There’s no harm in wanting to be the best, upset the established order, and become the new top dog in a medium that’s been ruled by one company above all others for as long as anybody can remember, but the timing of Netflix stepping in to partner up with Skydance Animation following the dissolution of its deal with Apple is nothing if not suspect.
After all, it was quite literally last week that the streaming service announced it would be restructuring the department, which included the shelving of two original feature films and job losses, hardly ideal considering Netflix was coming hot off the back of Guillermo del Toro’s Pinocchio winning the Academy Award for Best Animated Feature, emerging triumphant from a shortlist that also included The Sea Beast.

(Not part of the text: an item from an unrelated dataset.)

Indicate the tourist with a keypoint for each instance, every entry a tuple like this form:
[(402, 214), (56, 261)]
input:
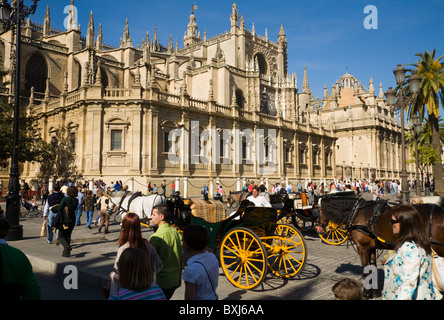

With that in mind, Redd Hastings exclaiming his enthusiasm at securing a third-party agreement and building the platform’s catalogue of exclusive animated movie comes off as a touch crass given the circumstances, especially when he’s making no bones about the company’s desire to defeat Disney.
“[We’re] very fired up about catching them in family animation, maybe eventually passing them, we’ll see.”
Firing your own in-house animators and scrapping projects that had been developed at Netflix from the ground up doesn’t seem to be the best way of going about it, but from a business perspective it’s inarguably easier for the streamer to pick up the likes of its freshly-acquired and star-studded Spellbound than investing larger sums of cash into titles that originated from within its own walls.